Wednesday, November 4, 2009

NACCM 2009 LIVE: Global Culture Transformation; Changing The Behavior of Leaders at Levels

You’ve got to love somebody who calls themselves a “quality geek” like Gloria Roberts does. She’s the Staff Vice President of Service Experience at FedEx Corporation. Having a quality geek in charge of the service experience is definitely a good move.

Gloria stated her most important point right up front: Customer centricity is about aptitude, attitude, and action.

It’s imperative for a company founded on a quality promise (“Absolutely, Positively”) to create a culture of service. But, FedEx is not one company. It’s actually four operating companies servicing over 220 countries/territories.

Can you imagine trying to effectively communicate how to deliver their infamous “Purple Promise” to make every customer’s experience outstanding to 275,000 employees worldwide? That’s exactly what they do.

All companies must compete on price or experience. Customer experience is the superior way to compete. It results in higher overall value and a lasting competitive advantage. When you focus on experience, price may still be important, but falls to a secondary consideration.

For FedEx, the rallying point is the quality of their service. They have to make sure the service to the customer, at every touchpoint, is more than the customer expects.

Drivers of Customer Loyalty for FedEx include:

  • Customer perceptions of the brand
  • Overall customer experience
  • Value for the price

To make sure they can deliver, FedEx makes tremendous efforts to:

  • Gather information to know what their customers expectations are.
  • Focus on performance every single day.
  • Make sure the employees are engaged and the customer’s interaction is superior.
  • Measure, measure, measure the quality of everything!

Quality at FedEx:

  • is a shared call to action.
  • is shared understanding of “best”.
  • is a fact-driven philosophy for decision making.
  • involves a common process improvement methodology.
  • is an integral component of Customer Loyalty and Operational Excellence Strategies.

In fact, quality is so important FedEx says, “Quality management is not a thing we do, it’s the way we do things.”

To communicate FedEx’s QDM (Quality Driven Management) plan, Gloria’s team created a multi-phase approach that included building awareness and alignment, preparing leadership to lead, and finally deploying, implementing, and ensuring the longevity of the plan.

One of the communication vehicles they created was a high-quality video that was shared with the entire company several times. The video was 6 minutes: that’s all the time they have at the beginning of each shift for their “management” meetings. They normally squeeze 15 topics into those meetings, but they focused on the video instead in order to get a consistent message across to the entire company.

One memorable line from the video stated that a1% increase in loyalty results in $100 million in revenue for the company.

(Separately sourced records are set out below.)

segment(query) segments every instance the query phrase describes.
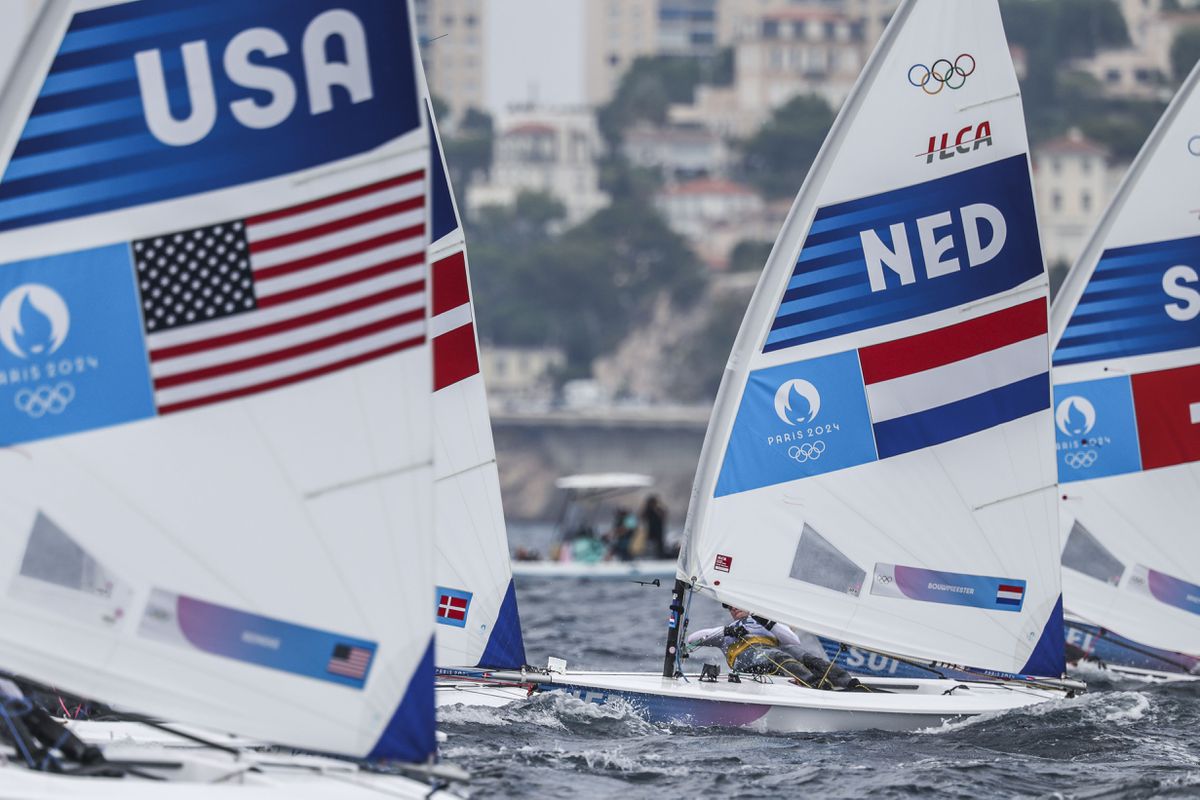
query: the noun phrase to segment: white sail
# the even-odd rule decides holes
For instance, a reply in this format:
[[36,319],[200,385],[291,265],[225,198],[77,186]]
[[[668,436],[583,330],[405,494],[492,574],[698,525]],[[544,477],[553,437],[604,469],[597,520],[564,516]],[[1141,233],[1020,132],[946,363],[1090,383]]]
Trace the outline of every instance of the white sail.
[[1052,312],[1067,609],[1200,654],[1200,70]]
[[520,669],[525,645],[479,368],[467,246],[432,104],[429,121],[437,664]]
[[47,4],[0,102],[0,667],[432,753],[416,64],[401,2]]
[[680,577],[838,641],[1061,673],[1046,306],[997,3],[906,2],[742,323]]

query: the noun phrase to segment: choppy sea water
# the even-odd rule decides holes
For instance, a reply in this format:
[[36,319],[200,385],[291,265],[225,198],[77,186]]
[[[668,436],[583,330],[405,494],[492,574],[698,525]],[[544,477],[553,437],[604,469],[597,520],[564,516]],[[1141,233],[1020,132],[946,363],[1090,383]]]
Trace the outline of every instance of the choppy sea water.
[[[529,660],[657,670],[667,587],[518,583]],[[692,626],[723,612],[697,598]],[[711,651],[709,660],[718,660]],[[1114,684],[915,733],[761,734],[650,724],[626,706],[541,695],[440,711],[444,760],[474,798],[1200,797],[1200,684]]]

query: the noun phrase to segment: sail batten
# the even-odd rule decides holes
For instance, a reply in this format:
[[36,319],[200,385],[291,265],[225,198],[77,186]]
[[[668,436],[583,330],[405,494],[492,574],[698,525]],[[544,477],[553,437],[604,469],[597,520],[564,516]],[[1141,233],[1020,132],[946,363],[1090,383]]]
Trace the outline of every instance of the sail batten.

That’s a pretty staggering statistic to convey the impact of increasing customer loyalty.

The initiative strives to communicate three themes to employees: Customers, Excellence, and We are One FedEx.

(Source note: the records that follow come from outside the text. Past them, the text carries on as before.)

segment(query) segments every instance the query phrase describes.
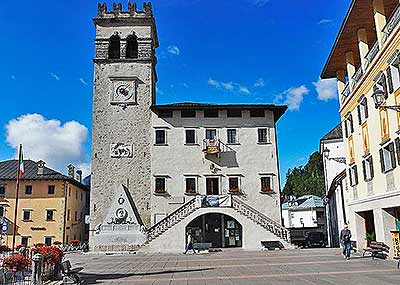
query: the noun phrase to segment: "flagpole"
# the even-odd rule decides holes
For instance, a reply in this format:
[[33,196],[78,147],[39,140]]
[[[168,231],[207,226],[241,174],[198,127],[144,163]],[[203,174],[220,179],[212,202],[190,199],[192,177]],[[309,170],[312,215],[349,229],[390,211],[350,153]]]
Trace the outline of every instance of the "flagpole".
[[17,170],[17,184],[16,184],[16,191],[15,191],[15,210],[14,210],[14,230],[13,230],[13,241],[12,241],[12,252],[14,252],[14,249],[15,249],[15,237],[16,237],[16,233],[17,233],[18,194],[19,194],[19,180],[20,180],[20,174],[21,174],[20,173],[21,158],[22,158],[22,144],[19,145],[19,152],[18,152],[18,170]]

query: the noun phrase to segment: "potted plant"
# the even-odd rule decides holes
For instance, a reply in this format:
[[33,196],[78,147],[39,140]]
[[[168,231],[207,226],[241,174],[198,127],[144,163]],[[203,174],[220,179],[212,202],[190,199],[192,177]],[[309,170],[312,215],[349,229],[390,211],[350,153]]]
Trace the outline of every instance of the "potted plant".
[[21,272],[28,269],[30,259],[21,254],[13,254],[6,257],[3,261],[3,266],[10,271]]
[[367,246],[369,246],[371,241],[376,241],[376,234],[374,232],[366,233],[365,234],[365,239],[367,240]]
[[231,187],[229,188],[230,193],[240,193],[239,187]]

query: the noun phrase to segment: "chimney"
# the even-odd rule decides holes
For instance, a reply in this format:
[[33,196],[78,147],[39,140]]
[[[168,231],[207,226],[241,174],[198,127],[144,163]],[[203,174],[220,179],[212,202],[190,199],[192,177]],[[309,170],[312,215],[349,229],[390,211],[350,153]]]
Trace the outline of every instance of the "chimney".
[[75,178],[75,166],[69,164],[67,167],[68,167],[68,177]]
[[82,170],[76,171],[76,180],[78,180],[80,183],[82,183]]
[[44,162],[43,160],[39,160],[36,164],[37,164],[37,174],[43,175],[44,174],[44,166],[45,166],[46,162]]

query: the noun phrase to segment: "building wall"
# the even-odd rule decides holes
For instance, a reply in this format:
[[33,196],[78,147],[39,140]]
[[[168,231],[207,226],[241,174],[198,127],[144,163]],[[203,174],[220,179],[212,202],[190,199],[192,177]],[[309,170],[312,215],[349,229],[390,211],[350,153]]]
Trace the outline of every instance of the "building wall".
[[[68,191],[64,198],[66,199],[67,205],[65,212],[64,242],[68,243],[70,240],[85,241],[87,238],[85,236],[86,199],[88,198],[87,191],[71,183],[67,183],[66,187]],[[69,217],[68,210],[70,212]]]
[[[1,185],[6,185],[6,195],[0,199],[0,205],[6,208],[4,217],[9,221],[8,232],[3,235],[3,243],[12,246],[14,209],[15,209],[15,181],[0,180]],[[28,237],[28,246],[35,243],[44,243],[45,237],[51,237],[52,242],[63,242],[64,237],[64,209],[65,189],[68,184],[62,180],[22,180],[18,199],[17,237],[16,245],[21,244],[21,237]],[[27,185],[32,186],[32,194],[26,194]],[[55,194],[48,194],[48,186],[55,186]],[[77,186],[71,185],[78,193],[84,192]],[[84,204],[71,201],[68,205],[72,209],[82,209]],[[31,220],[23,221],[23,210],[31,210]],[[46,210],[55,210],[54,219],[47,221]],[[76,234],[83,236],[83,228],[74,229]]]
[[[252,207],[280,223],[279,180],[275,125],[273,113],[266,111],[264,118],[250,118],[249,111],[242,112],[242,118],[227,118],[226,111],[219,112],[219,118],[204,118],[197,111],[196,118],[181,118],[180,111],[174,111],[173,118],[152,118],[152,223],[156,215],[165,216],[192,199],[185,195],[185,177],[196,177],[198,194],[206,194],[206,178],[218,177],[220,194],[228,193],[229,175],[240,176],[241,198]],[[270,129],[270,143],[258,144],[258,128]],[[154,145],[155,130],[167,131],[167,145]],[[207,128],[217,129],[219,139],[227,142],[227,129],[235,128],[239,144],[229,145],[230,152],[216,155],[203,153],[203,139]],[[185,129],[196,131],[197,144],[185,145]],[[214,170],[214,171],[213,171]],[[260,177],[272,177],[275,194],[262,194]],[[155,195],[155,177],[164,176],[168,195]],[[158,219],[159,219],[158,218]]]
[[325,157],[325,155],[322,155],[324,169],[325,169],[325,185],[327,187],[326,190],[328,190],[332,184],[333,179],[344,169],[346,169],[345,163],[340,163],[332,159],[332,158],[346,157],[343,138],[324,140],[321,142],[320,148],[321,152],[324,149],[329,150],[329,157]]
[[285,228],[313,228],[318,227],[317,209],[282,210],[283,225]]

So, how did they get 275,000 people to learn the same thing?

They focused on making “local” stories “global”

They employed omprehensive, consistent messaging

They built on existing learning and competency base

They created a learning approach employable across target audiences

They used a “non-traditional”, multi-media learning platform

They incorporated it into their business plan

One key element to speed up the adoption of QDM was to get key influencers on board early in the process, effectively creating influential cheerleaders of the program. These influencers were giving a "sneak preview" of the program before they rolled it out to the company at large. And FedEx realized that influencers are not necessarily the people at the top. These hand-picked people came from all levels throughout the company.